Brian reported that the scouts and their parents engaged with over 17 separate residents during the event and two 25-yard Green Debris Bins were filled with flammable vegetation (donated by Recology Ashland through the Eagle Scout candidate). One 10-yard garbage bin was filled with combustible vegetation residents were willing to remove and dispose of the day of the event, and an additional 30 yards of flammable vegetation was cut and piled by the troop along the right-of-way. These piles were removed by a hired contractor later. The contractor also performed additional mitigation activities along the right-of-way bordering the wood fence of the park. As a result of this project, the local Boy Scout Troop became a new collaborator through their Eagle Scout candidate. Brian reported that, “the Eagle Scout project became a huge success in the eyes of the scouts, their parents, and the park residents – and scout parents are interested in pursuing further mitigation activities for other scout projects (either through future Eagle Scout candidate projects or future troop projects).”

People gather in a neighborhood area to pass out materials for a landscape restoration project.
Eagle Scout candidate addresses his volunteers at the morning safety meeting, Siskiyou Village MHP March 8th, 2025. Photo credit: Kent Romney/Ashland Fire.

In spring 2025,  outreach and assessments across four Ashland mobile home parks occurred. With the help of four Wildfire Risk Assessment Program volunteers, staff and volunteers engaged approximately 125 mobile home park residents face-to-face and provided assessments and vegetation flagging (for contractor identification). Late in the spring, the four mobile home parks received mitigation work, with the following outcomes: 

  • Over 232 individual mobile home park units received some level of mitigation activity on their property or adjacent common area.
  • Approx. 60-cubic yards (12 trailer loads) of vegetation removed by contractor.
  • Six 25-yd green debris bins filled with flammable vegetation.
  • Over 125 individual residents engaged face-to-face.
  • 62 residents signed up for future individual risk assessments for the WRAP program.

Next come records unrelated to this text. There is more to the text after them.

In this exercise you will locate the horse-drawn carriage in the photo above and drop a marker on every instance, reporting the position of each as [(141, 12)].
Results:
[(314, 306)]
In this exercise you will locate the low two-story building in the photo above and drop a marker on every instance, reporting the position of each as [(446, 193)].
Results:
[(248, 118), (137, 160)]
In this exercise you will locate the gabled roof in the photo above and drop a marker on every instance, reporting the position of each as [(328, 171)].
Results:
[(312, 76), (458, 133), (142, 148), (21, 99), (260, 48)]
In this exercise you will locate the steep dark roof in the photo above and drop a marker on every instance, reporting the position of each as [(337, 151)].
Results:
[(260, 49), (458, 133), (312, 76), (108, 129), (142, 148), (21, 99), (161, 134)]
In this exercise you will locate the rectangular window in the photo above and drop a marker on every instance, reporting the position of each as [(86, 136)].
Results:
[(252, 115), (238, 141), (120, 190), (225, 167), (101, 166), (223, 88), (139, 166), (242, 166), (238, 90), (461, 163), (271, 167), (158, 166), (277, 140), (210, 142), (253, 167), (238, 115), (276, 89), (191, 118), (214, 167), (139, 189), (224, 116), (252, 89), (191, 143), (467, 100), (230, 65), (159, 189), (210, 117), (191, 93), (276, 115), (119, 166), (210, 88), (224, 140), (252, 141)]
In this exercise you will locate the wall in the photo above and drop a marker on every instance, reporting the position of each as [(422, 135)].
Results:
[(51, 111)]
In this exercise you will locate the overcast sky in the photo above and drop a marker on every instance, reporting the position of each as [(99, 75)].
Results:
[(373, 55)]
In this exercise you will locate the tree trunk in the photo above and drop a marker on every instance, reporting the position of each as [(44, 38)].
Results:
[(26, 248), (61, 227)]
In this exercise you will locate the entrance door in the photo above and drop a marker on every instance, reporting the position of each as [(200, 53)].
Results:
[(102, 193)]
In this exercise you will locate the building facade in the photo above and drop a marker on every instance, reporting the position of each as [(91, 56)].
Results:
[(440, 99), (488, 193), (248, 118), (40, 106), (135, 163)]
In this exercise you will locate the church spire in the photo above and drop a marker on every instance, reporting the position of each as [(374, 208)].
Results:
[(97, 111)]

This project led to new activities for WRAP volunteers (neighborhood and community level engagement and participation in mitigation actions) that fell outside of their typical tasks (individual property assessments on single family residences). According to Brian, feedback from all five participating volunteers was overwhelmingly positive and they seek to engage more at the neighborhood level. 

Brian reflected that ”engaging our students, scouts, and volunteers in neighborhood mitigation efforts didn’t just reduce wildfire risk—it built a culture of shared responsibility, connection, and pride in protecting our community. This project was about more than just vegetation mitigation – it was about building partnerships, growing awareness, and investing in people who care about their community. These types of projects help inspire long-term change and show that wildfire resilience truly begins at the local level.”


Congratulations to all of our network members for their accomplishments this past year. Your dedication to your communities and creativity in your projects and partners is inspiring! 

Thank you to all of our funders, including the USDA Forest Service, Department of Interior, and numerous private foundations and individuals for their support of local mitigation projects.